L'Agence internationale de l'énergie (AIE) a révisé vendredi une nouvelle fois à la hausse ses prévisions pour la demande mondiale de brut en 2005. L'AIE s'attend en outre à une demande «robuste» au 2e trimestre, alors qu'elle baisse traditionnellement avec l'arrivée du printemps dans l'hémisphère Nord.

Les projecteurs sont donc braqués sur l'OPEP pour qu'elle garde, au moins, ses vannes ouvertes. Le cartel, fournit à lui seul près de 40% de la production mondiale. Cette réunion, la première en Iran depuis 1971, intervient sur fond de fortes tensions entre Téhéran et les pays occidentaux.

«Je crois que nous allons continuer avec le même plafond.

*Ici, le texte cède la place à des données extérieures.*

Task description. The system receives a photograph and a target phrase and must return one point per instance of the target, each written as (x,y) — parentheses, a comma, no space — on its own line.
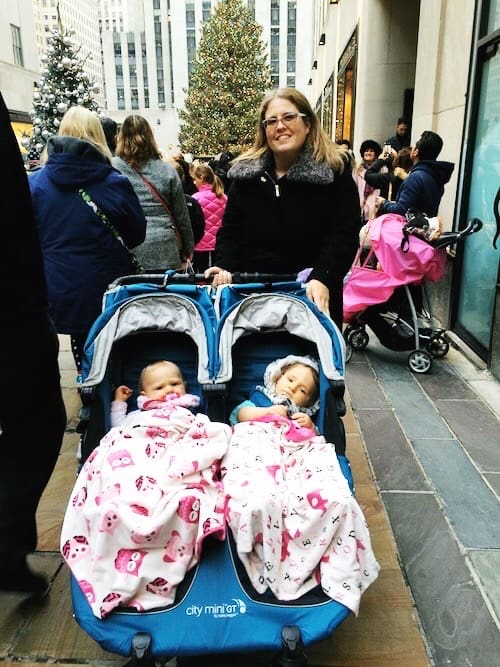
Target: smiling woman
(292,204)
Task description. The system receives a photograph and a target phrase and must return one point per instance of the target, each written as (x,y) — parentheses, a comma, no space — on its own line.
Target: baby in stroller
(147,496)
(291,389)
(305,527)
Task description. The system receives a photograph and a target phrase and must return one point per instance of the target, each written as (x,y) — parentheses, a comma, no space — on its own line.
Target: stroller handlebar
(199,278)
(450,238)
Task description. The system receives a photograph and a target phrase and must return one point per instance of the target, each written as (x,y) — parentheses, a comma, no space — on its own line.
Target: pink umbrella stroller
(385,289)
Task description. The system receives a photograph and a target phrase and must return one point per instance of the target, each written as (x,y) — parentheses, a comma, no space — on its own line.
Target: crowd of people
(104,195)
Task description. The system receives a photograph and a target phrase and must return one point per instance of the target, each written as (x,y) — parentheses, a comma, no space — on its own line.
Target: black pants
(33,420)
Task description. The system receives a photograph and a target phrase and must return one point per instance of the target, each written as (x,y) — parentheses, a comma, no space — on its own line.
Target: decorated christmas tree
(226,86)
(63,83)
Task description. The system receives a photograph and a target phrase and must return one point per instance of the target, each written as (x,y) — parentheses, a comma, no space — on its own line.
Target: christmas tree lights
(63,84)
(229,78)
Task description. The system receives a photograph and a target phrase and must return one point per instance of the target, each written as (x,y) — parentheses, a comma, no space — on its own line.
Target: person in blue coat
(31,424)
(423,188)
(81,254)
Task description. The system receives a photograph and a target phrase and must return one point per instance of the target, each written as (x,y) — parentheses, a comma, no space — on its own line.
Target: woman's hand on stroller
(122,393)
(303,420)
(379,202)
(319,294)
(220,276)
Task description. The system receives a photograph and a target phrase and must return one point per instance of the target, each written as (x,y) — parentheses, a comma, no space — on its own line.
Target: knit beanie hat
(370,144)
(273,373)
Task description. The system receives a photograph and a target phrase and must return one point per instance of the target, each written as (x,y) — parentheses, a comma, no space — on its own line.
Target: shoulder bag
(152,189)
(136,265)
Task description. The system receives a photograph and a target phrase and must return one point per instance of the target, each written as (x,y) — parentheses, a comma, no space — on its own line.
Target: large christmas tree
(226,86)
(63,84)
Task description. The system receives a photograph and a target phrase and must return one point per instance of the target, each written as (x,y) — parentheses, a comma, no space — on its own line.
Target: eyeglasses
(287,119)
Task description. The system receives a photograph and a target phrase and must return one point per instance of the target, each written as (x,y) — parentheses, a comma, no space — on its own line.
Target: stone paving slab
(451,608)
(477,428)
(469,504)
(418,416)
(442,382)
(391,456)
(486,563)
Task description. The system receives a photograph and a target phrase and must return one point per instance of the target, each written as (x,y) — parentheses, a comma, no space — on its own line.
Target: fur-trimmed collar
(304,170)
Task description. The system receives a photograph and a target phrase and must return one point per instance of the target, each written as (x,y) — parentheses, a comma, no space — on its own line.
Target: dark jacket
(382,180)
(308,218)
(422,189)
(81,255)
(398,142)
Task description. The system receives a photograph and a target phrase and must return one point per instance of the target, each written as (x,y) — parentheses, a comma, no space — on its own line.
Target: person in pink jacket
(212,200)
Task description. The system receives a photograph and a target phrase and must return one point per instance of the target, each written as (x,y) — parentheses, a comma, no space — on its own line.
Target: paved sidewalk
(433,442)
(424,454)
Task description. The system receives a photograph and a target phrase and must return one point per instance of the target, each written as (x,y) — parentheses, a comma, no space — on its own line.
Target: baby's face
(162,380)
(298,384)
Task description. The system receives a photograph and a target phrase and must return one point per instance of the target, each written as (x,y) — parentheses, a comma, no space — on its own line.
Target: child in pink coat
(212,200)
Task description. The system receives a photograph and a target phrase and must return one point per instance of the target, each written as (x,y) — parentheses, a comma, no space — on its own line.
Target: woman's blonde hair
(202,171)
(82,123)
(324,149)
(136,143)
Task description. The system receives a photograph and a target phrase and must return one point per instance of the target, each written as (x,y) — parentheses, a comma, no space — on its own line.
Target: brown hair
(403,159)
(324,149)
(201,171)
(136,143)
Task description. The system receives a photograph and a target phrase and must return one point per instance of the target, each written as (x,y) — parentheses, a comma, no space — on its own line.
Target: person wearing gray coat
(139,158)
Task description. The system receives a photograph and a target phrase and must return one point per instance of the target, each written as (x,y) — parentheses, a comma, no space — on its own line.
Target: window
(16,45)
(206,10)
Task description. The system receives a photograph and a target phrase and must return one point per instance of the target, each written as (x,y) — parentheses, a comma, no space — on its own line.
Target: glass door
(480,260)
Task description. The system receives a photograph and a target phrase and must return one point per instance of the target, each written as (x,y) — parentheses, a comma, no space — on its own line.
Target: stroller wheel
(438,347)
(419,361)
(358,339)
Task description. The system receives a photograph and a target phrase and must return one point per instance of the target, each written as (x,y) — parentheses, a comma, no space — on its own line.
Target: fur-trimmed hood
(304,170)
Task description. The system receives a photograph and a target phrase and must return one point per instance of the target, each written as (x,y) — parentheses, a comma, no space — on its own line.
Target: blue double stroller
(222,340)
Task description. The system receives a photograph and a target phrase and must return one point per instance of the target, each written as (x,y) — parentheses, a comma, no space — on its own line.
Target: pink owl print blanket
(295,522)
(142,505)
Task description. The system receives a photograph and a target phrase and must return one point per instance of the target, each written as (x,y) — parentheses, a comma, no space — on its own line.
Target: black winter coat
(307,218)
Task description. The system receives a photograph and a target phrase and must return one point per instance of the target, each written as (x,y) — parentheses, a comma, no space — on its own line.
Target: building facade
(437,63)
(149,49)
(19,62)
(82,18)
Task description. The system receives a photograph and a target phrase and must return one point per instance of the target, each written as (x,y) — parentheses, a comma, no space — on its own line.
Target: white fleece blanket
(142,505)
(294,519)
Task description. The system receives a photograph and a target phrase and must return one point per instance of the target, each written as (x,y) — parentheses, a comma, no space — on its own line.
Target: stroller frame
(150,637)
(412,331)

Nous devons être très prudents car il y a encore une surproduction», a déclaré le ministre koweïtien. Cela étant, l'OPEP «va étudier la situation avec l'objectif de stabiliser les prix et l'approvisionnement du marché», a-t-il ajouté, indiquant que le cartel avait invité des pays producteurs non membres à la réunion d'Ispahan afin de s'entraider pour calmer les marchés. Il est ainsi possible que davantage d'or noir soit pompé ces prochains mois.

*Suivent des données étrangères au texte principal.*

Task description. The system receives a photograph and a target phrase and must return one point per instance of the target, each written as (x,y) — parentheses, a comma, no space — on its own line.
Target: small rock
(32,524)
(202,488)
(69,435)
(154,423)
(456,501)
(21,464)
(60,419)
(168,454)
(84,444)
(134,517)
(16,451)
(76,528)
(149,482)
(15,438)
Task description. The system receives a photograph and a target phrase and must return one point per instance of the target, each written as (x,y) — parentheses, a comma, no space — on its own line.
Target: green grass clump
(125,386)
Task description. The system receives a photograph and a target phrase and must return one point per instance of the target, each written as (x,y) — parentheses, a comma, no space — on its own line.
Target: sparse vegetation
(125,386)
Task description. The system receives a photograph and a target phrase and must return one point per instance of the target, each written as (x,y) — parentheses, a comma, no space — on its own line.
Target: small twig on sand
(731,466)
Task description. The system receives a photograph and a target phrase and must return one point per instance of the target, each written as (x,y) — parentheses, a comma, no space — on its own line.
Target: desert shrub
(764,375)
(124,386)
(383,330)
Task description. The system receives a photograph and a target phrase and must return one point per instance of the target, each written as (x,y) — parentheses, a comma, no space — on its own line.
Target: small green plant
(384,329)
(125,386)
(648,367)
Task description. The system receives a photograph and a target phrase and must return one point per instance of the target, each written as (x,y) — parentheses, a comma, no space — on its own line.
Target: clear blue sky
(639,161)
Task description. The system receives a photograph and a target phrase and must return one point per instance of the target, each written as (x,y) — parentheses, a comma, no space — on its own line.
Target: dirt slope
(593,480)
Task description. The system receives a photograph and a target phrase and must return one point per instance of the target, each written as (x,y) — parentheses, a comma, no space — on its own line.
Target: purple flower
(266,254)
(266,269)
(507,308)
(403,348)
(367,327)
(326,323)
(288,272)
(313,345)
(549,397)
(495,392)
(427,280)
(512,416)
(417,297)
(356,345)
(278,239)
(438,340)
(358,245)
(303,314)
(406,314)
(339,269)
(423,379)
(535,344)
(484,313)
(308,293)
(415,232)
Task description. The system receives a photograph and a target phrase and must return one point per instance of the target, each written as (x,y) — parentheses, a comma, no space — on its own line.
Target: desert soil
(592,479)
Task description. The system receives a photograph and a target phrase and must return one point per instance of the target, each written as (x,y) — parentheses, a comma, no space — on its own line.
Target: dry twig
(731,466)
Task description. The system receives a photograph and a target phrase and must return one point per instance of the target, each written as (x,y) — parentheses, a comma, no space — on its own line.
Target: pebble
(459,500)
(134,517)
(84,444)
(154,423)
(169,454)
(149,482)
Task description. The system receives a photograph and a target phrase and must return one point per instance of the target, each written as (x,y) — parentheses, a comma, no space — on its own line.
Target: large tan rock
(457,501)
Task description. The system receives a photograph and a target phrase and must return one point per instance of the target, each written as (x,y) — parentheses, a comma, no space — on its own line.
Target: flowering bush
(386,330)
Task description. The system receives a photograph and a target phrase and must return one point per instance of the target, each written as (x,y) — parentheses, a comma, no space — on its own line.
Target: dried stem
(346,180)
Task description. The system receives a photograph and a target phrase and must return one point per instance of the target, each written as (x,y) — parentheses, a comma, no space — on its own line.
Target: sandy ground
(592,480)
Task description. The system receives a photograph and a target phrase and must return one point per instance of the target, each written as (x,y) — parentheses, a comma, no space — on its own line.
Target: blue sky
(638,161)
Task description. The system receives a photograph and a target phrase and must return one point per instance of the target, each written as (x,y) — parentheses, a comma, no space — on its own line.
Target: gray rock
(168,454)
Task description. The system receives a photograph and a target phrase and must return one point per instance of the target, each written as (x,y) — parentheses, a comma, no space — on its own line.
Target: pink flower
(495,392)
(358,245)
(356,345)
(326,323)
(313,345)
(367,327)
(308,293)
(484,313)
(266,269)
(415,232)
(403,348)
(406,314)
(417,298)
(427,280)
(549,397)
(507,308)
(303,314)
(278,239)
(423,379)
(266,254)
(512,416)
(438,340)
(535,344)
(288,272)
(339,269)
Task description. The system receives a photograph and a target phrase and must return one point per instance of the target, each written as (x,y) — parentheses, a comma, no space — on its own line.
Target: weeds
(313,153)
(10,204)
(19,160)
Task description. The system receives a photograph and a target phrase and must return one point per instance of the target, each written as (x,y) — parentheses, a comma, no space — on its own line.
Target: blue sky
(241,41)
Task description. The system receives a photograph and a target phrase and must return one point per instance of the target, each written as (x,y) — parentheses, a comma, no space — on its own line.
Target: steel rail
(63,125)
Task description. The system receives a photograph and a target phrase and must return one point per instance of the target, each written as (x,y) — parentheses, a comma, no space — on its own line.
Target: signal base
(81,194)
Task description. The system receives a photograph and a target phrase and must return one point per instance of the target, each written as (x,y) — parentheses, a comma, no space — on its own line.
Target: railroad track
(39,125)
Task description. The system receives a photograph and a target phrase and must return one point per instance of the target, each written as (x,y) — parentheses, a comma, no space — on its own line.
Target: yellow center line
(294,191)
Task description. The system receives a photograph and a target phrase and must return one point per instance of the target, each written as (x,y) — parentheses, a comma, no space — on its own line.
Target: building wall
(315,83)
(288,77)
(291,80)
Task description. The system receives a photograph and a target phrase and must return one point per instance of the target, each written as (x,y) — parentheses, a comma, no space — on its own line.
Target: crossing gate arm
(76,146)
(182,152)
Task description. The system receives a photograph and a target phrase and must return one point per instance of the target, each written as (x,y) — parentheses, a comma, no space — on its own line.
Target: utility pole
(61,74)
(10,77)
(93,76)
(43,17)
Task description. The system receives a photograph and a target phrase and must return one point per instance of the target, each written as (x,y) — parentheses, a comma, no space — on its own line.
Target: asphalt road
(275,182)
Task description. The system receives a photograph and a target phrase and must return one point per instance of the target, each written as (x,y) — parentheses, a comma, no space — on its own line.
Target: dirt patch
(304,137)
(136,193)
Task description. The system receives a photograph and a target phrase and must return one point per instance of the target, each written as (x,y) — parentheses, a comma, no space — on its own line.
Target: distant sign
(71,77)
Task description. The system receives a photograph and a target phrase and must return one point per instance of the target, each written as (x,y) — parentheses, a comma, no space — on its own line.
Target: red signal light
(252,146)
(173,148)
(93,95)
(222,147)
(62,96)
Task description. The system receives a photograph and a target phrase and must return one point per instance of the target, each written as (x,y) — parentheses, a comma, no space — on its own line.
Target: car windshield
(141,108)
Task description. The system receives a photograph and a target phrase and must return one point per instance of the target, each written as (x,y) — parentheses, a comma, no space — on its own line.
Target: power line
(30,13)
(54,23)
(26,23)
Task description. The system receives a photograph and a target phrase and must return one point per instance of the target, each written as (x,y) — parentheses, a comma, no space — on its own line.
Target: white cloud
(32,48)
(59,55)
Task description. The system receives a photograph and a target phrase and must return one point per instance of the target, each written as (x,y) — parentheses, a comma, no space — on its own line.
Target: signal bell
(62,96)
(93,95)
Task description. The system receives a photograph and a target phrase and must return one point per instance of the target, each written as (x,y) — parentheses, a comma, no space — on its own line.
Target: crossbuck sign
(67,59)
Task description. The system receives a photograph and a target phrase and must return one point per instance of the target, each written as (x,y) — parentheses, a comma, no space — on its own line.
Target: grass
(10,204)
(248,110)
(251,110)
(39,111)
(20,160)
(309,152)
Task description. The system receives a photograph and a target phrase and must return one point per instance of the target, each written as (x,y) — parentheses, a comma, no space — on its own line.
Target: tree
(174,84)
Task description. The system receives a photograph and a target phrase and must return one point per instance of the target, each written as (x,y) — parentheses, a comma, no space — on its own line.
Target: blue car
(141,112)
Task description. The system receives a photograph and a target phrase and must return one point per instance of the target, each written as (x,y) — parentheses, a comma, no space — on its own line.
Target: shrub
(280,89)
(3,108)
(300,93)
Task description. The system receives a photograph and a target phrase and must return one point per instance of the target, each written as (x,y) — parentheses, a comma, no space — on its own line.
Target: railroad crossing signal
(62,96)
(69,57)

Mais le marché se demande si cela suffira pour faire face à la demande. La croissance économique attendue aux Etats-Unis et la demande de brut toujours soutenue de la Chine, mais aussi de l'Europe du Nord, de l'Inde et du Brésil, font craindre des tensions sur l'approvisionnement. Frédéric Lasserre, analyste à la Société Générale, s'interroge sur la possibilité d'un baril à 100 dollars. «Certains pensent peut-être que les Etats-Unis sont prêts à recourir à des frappes ponctuelles pour interrompre le programme nucléaire iranien. Dans cette hypothèse et compte tenu de la tension actuelle sur le marché, une flambée de 20 dollars le baril serait tout à fait plausible», juge-t-il.